Högkvist hasn’t just deep-sixed distinguished artworks. She’s also pared down the texts on the labels next to the ones on display. Gone are terms like “Modernism” and “Impressionism”; the labels now only identify the artist’s birthdate and birthplace, but not his or her nationality — because, in Högkvist’s view, visitors to an art museum shouldn’t be hung up on nationality (even, apparently, if it’s a National Museum).

Among the celebrated artworks that she’s banished to the basement are Ludvig Karsten’s “The Blue Kitchen” (1913), Oda Krohg’s “A Subscriber to Aftenposten” (1887), Søren Onsager’s “Bathingplace in Son” (1905), and Christian Krohg’s “Leiv Eiriksson Discovering America” (1893). The Eiriksson painting is one of the most famous creations by one of the most important Norwegian artists, but, ruled Högkvist, it no longer deserves to be displayed because it’s “colonialist,” a romanticization of the mass Norwegian emigration to America. Given that many of the most significant Norwegian artworks fall into the genre of “Romantic nationalism,” this must make for a crowded basement indeed.
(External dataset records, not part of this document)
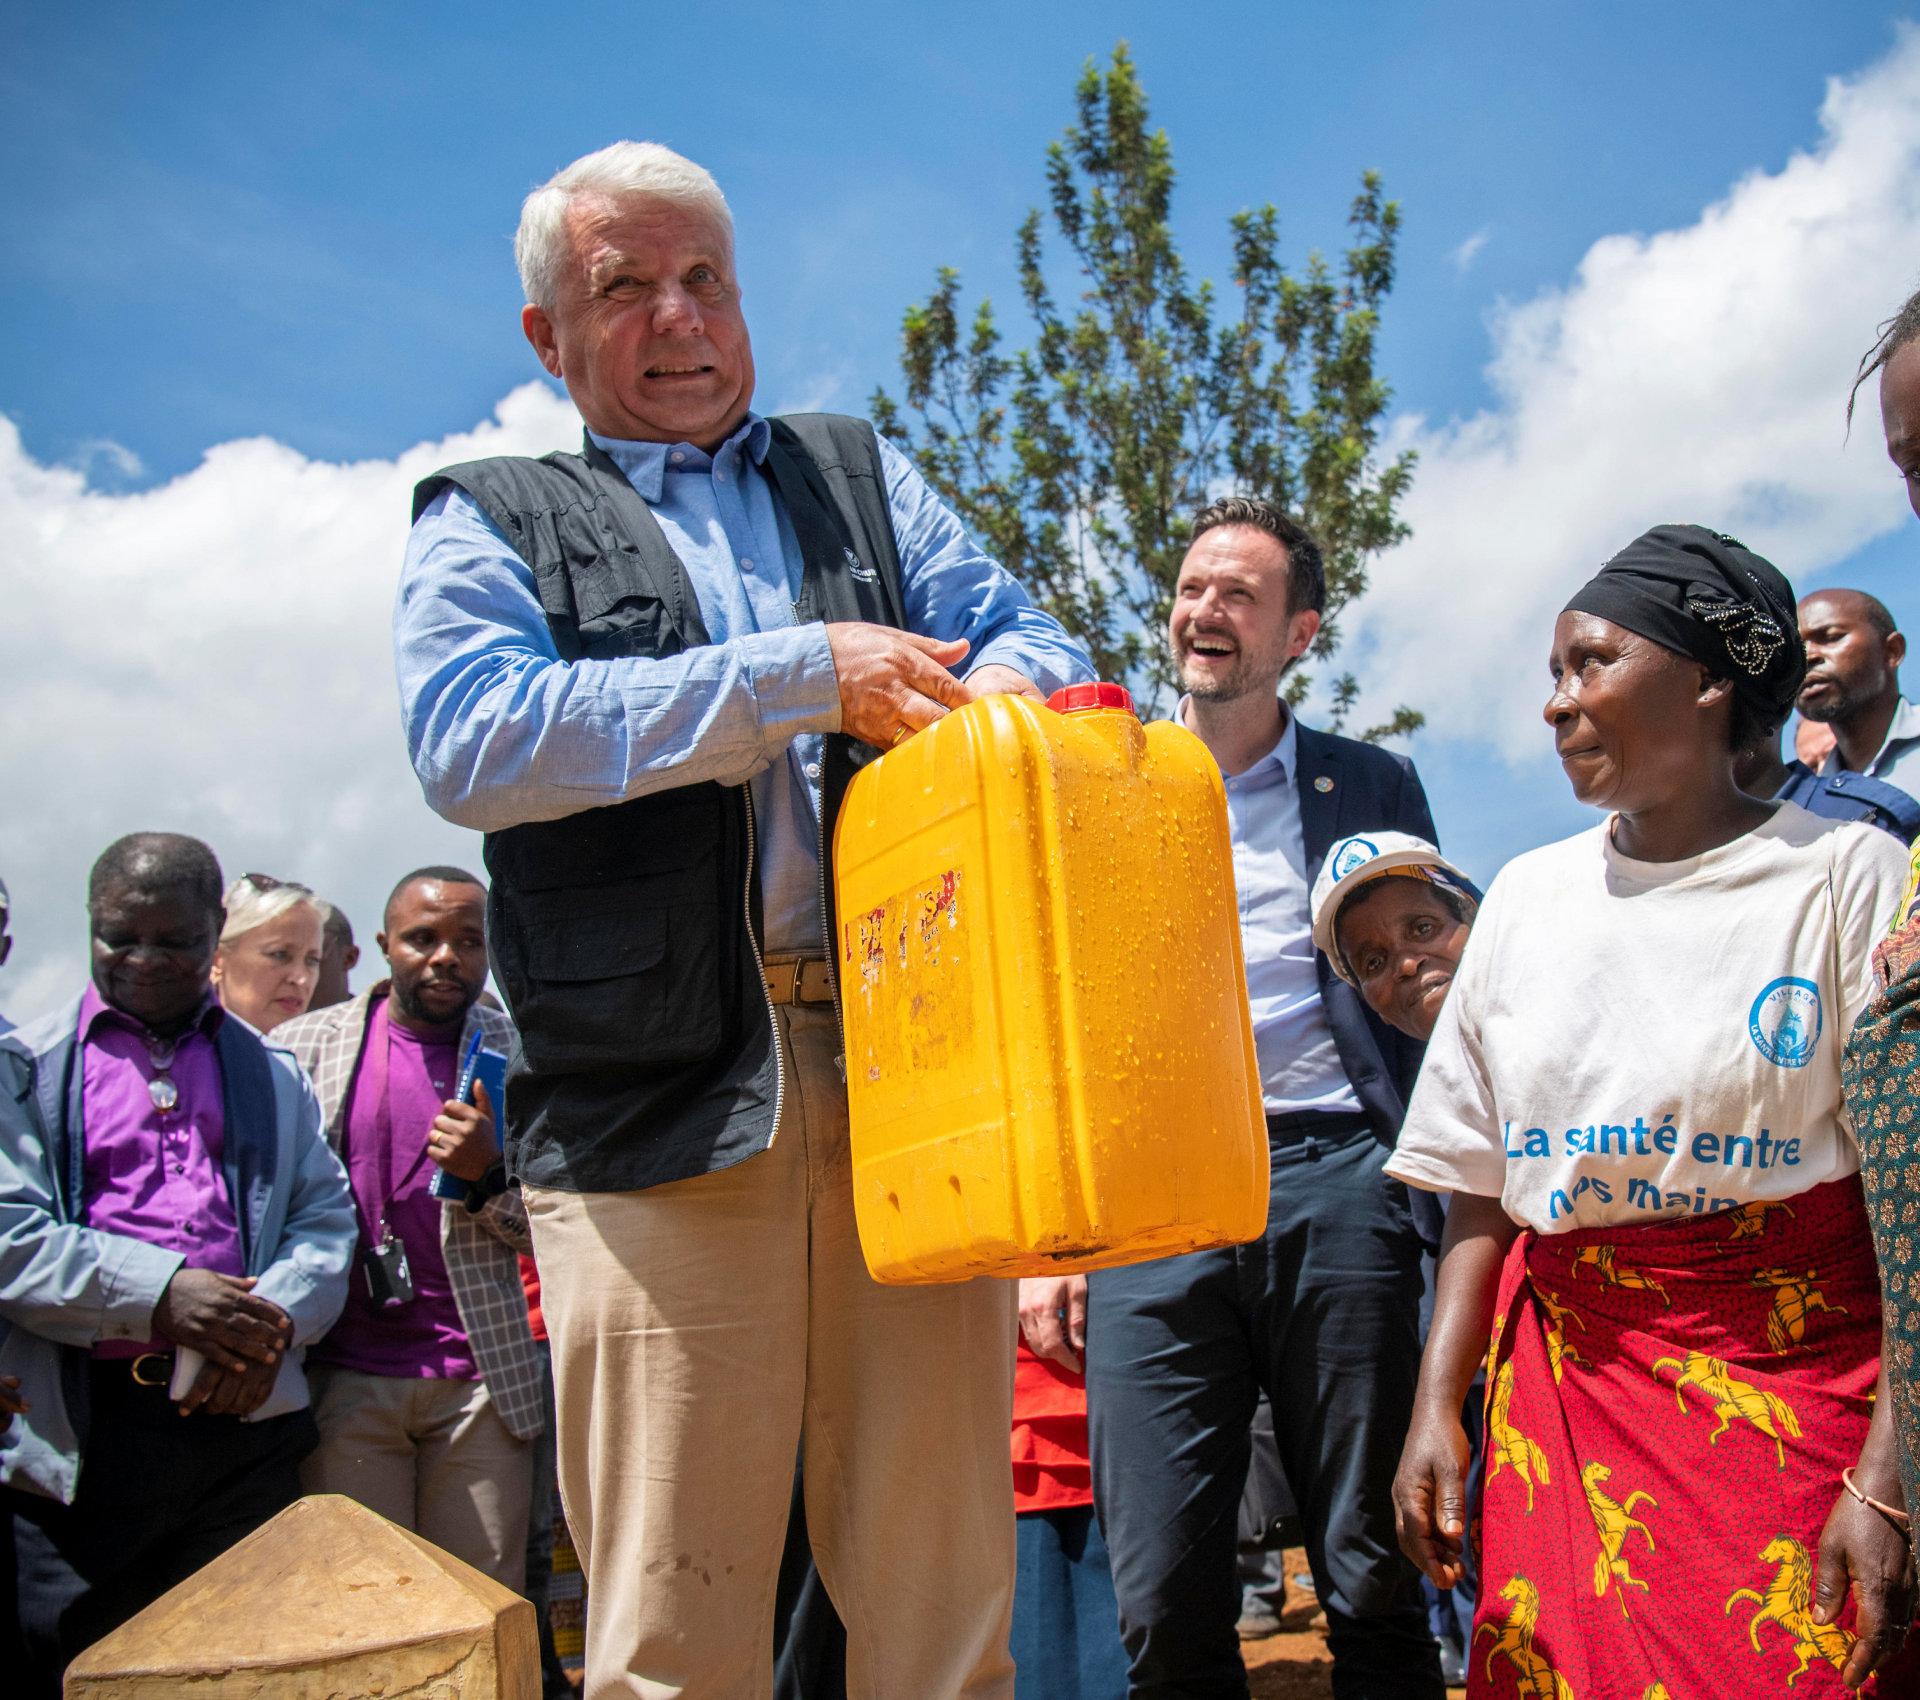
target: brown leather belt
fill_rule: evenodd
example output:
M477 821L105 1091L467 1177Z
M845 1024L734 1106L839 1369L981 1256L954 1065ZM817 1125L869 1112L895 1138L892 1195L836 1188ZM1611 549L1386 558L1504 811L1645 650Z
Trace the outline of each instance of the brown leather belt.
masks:
M775 1003L832 1003L833 982L818 957L805 962L769 962L767 996Z

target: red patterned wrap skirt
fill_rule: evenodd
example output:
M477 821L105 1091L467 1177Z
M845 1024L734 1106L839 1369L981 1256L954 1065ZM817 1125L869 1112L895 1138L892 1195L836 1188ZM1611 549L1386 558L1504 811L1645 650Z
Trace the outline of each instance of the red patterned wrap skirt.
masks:
M1880 1284L1857 1178L1523 1233L1488 1355L1470 1700L1823 1700L1820 1531L1866 1438ZM1869 1694L1920 1695L1914 1651Z

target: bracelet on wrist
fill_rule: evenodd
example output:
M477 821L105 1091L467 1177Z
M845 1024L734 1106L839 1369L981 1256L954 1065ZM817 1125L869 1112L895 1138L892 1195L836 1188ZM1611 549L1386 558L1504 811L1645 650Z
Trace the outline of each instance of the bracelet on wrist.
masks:
M1902 1511L1899 1506L1889 1505L1884 1499L1875 1499L1870 1493L1862 1493L1860 1489L1854 1485L1852 1465L1848 1465L1846 1469L1840 1472L1840 1485L1845 1488L1848 1493L1852 1494L1855 1499L1859 1500L1862 1505L1872 1506L1875 1511L1879 1512L1880 1515L1885 1517L1889 1522L1899 1524L1902 1529L1910 1530L1912 1528L1912 1518L1910 1518L1906 1512Z

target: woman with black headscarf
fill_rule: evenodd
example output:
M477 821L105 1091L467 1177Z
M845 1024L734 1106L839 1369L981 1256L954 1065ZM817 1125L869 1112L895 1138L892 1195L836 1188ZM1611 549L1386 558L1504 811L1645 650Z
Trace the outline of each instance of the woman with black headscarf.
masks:
M1395 1484L1442 1587L1492 1340L1470 1694L1835 1695L1911 1616L1840 1096L1905 858L1733 778L1805 666L1792 587L1697 526L1554 627L1546 719L1608 818L1493 883L1387 1165L1454 1195Z

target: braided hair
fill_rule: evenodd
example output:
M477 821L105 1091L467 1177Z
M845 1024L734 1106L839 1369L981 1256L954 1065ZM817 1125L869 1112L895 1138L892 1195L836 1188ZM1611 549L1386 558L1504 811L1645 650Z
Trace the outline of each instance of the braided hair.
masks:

I’ve noted that the Munch Museum was designed by a Spaniard and the National Museum by a German. As it happens, Högkvist is Swedish, and her boss, museum director Karin Hindsbo, is Danish. In these globalist days, needless to say, hiring foreigners to administer a Norwegian cultural institution is absolutely necessary to prove that despite its name, the National Museum is international — anything else would be too Trumpian.

But denunciations of Högkvist’s remarks have come from every quarter. “By what right,” thundered Mímir Kristjánsson, an MP for the Red Party, in a Feb. 19 op-ed, “do a Danish museum director and a Swedish departmental head edit the Norwegian artistic canon in the name of postcolonialism?” Silje Hjemdal, a Progress Party member of the Parliament’s culture committee, called Högkvist’s “art police” behavior “historyless” and potentially dangerous.”

Innumerable commentators have agreed. Indeed, the public rage became so intense that by midday on Feb. 19, obviously fearing that she might well be at risk of losing her plum job, Högkvist backtracked, apologizing for her “lazy” comments to Aftenposten and withdrawing her characterization of the Krohg painting as “colonialist.” On Feb. 20, the museum went a bit further, agreeing to display the Krohg painting for four weeks which is a far cry, of course, from altering Hindsbo’s and Högkvist’s poisonous curatorial policy.